— Struggling
Struggling: I’m sorry.
It's not unusual to struggle with asking for help.
But that obstacle is actually, counterintuitively, more difficult the less you encounter it.
You might think that doing X one time would have a feeling of difficulty of 1X, and doing it 20 would feel like 20X.
Yet when your difficulty is with reaching out to others, it's mostly a problem of vulnerability — of feeling very uncomfortable making yourself vulnerable to others.
Given that, reaching out only once to only one person made you enormously vulnerable to that one person — 20X — whereas if you had made 20 different attempts to connect to others, including sure things like group/event/class sign-ups, you would be counting very little on any one attempt to work out for you, so your vulnerability would be quite reduced. Maybe 1X per, or even less.
So, as hard as the initiation effort will be upfront, I urge you to think of 20 ways you can reach out to the world beyond your home. This counts as one, right? And for a second try, go to the comments under this column or on Facebook to chat with some of my other readers.

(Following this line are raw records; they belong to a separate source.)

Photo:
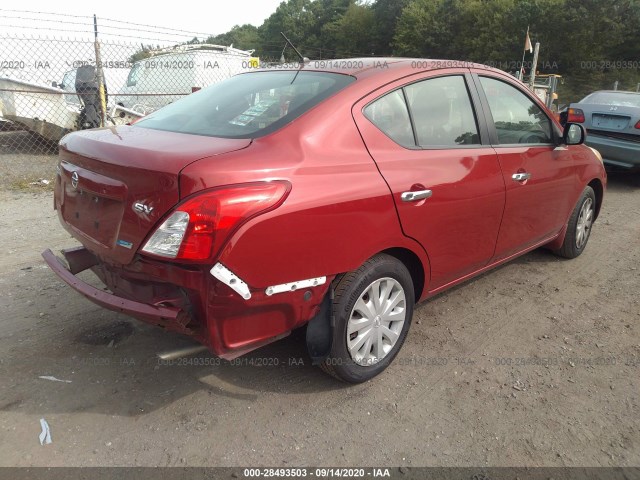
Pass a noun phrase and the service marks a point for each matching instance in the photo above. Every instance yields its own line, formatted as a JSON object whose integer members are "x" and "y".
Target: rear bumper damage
{"x": 80, "y": 259}
{"x": 194, "y": 301}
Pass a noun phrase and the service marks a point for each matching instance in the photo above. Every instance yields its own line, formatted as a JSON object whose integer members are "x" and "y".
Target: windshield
{"x": 613, "y": 98}
{"x": 247, "y": 106}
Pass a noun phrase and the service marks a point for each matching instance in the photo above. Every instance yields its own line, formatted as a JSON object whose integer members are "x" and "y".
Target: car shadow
{"x": 114, "y": 370}
{"x": 618, "y": 181}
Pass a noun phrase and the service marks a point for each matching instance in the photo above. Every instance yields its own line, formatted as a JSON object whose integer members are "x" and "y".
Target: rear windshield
{"x": 248, "y": 105}
{"x": 613, "y": 98}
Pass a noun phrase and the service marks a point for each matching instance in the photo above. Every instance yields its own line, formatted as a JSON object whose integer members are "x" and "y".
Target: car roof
{"x": 370, "y": 66}
{"x": 615, "y": 91}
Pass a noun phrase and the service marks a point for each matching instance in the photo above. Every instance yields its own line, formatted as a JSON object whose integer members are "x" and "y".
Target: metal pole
{"x": 100, "y": 74}
{"x": 534, "y": 65}
{"x": 524, "y": 52}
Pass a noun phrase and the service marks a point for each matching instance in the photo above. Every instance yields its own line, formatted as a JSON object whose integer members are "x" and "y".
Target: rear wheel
{"x": 579, "y": 225}
{"x": 372, "y": 309}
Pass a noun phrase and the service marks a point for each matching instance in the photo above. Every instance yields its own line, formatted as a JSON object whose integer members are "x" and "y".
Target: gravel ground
{"x": 534, "y": 364}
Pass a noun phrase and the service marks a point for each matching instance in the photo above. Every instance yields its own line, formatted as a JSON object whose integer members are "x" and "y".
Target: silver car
{"x": 612, "y": 120}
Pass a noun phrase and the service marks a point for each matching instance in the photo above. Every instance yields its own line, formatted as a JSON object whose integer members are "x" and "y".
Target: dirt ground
{"x": 534, "y": 364}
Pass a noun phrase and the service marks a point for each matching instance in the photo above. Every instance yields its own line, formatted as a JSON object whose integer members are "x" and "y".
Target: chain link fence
{"x": 52, "y": 86}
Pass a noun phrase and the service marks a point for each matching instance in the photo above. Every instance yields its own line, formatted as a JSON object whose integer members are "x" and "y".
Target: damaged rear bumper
{"x": 80, "y": 259}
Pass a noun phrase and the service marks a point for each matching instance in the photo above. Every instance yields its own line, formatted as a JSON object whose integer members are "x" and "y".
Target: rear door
{"x": 540, "y": 178}
{"x": 445, "y": 178}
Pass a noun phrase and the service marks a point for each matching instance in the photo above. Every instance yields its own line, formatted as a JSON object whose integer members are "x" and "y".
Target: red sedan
{"x": 337, "y": 194}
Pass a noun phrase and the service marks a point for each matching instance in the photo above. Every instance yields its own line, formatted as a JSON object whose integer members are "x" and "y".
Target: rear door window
{"x": 442, "y": 112}
{"x": 390, "y": 115}
{"x": 516, "y": 117}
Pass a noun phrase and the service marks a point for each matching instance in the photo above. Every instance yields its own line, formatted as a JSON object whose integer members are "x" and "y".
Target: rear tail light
{"x": 198, "y": 228}
{"x": 575, "y": 115}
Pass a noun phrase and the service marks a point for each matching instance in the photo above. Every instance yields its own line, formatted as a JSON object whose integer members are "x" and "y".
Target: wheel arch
{"x": 415, "y": 266}
{"x": 598, "y": 189}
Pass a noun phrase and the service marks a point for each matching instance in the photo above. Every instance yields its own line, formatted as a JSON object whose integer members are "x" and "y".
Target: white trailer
{"x": 169, "y": 74}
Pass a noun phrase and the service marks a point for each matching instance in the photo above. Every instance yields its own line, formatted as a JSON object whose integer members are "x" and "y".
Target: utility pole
{"x": 534, "y": 65}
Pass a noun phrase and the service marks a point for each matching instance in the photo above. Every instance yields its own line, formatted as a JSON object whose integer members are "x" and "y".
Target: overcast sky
{"x": 212, "y": 17}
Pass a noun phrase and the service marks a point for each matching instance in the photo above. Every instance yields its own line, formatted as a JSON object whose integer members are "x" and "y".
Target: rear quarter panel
{"x": 338, "y": 214}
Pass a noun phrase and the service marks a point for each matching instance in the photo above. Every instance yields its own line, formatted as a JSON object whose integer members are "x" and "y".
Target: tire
{"x": 366, "y": 334}
{"x": 579, "y": 225}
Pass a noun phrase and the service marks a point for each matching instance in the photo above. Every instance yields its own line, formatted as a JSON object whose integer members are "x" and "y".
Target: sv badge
{"x": 142, "y": 208}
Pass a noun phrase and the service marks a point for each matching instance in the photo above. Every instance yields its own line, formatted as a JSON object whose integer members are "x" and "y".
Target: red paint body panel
{"x": 344, "y": 206}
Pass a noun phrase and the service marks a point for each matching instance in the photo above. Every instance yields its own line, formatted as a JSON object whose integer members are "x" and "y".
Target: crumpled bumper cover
{"x": 80, "y": 259}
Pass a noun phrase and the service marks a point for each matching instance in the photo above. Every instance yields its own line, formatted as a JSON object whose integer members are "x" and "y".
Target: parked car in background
{"x": 172, "y": 73}
{"x": 335, "y": 194}
{"x": 612, "y": 120}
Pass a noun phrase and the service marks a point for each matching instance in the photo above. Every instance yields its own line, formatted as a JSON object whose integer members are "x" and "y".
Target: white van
{"x": 170, "y": 74}
{"x": 114, "y": 79}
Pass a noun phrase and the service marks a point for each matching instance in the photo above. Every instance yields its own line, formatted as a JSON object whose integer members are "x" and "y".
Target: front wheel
{"x": 372, "y": 308}
{"x": 579, "y": 225}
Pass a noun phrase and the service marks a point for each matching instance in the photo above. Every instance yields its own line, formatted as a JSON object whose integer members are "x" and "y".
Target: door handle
{"x": 415, "y": 196}
{"x": 521, "y": 177}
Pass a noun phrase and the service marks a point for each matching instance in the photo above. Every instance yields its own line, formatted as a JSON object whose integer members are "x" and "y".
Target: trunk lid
{"x": 116, "y": 183}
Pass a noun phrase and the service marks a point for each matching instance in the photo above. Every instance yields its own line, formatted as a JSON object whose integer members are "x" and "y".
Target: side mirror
{"x": 574, "y": 134}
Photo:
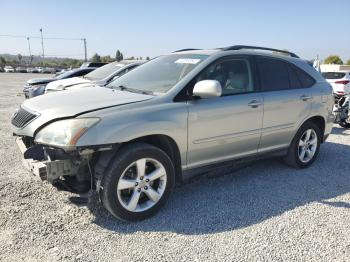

Then give yourself a mental break, do something/anything restorative, then back at it:
Think of other friends or family or neighbors you can contact. Even from long ago.
Then restore …
Then back at it. Think of groups you can join, help you can offer, interactive classes you can take, free and online if that's what your conditions dictate right now.
But do put as many lines into the water as you can manage. And think in minutes, hours, days, not weeks, months, years. Take care.
Hi, Carolyn: I work from home trading the stock market. I’ve put in many years of study, money and effort, and find it incredibly mentally stimulating. I’ve finally found the best system for me and it’s a lot of hard work, but I enjoy the challenge. Occasionally, when people I meet learn what I do, they go straight to, “How much money do you make?” I always deflect, because I find it rude and inappropriate. Some folks persist in asking, just in different ways. Can you or your readers suggest some polite but firm responses I could use to shut down the question?
— Weary of the Rudeness
Weary of the Rudeness: That does take some chutzpah.
I suggest either saying outright, “Personal question!” or “Why do you ask?” The latter weeds out the purely nosy from the people who are genuinely interested in what you do and maybe lost their social bearings for a second. Best part, even when they give a reason, you’re still under no obligation to answer their original question. You can just say, “Hmm, okay,” and then change the subject.
Re: Rude: Say, “You first.” That should silence them.
— Anonymous
Anonymous: Perfect. Note that this response originally credited “You first” to director Fred Zinnemann, but that story is apocryphal, it seems.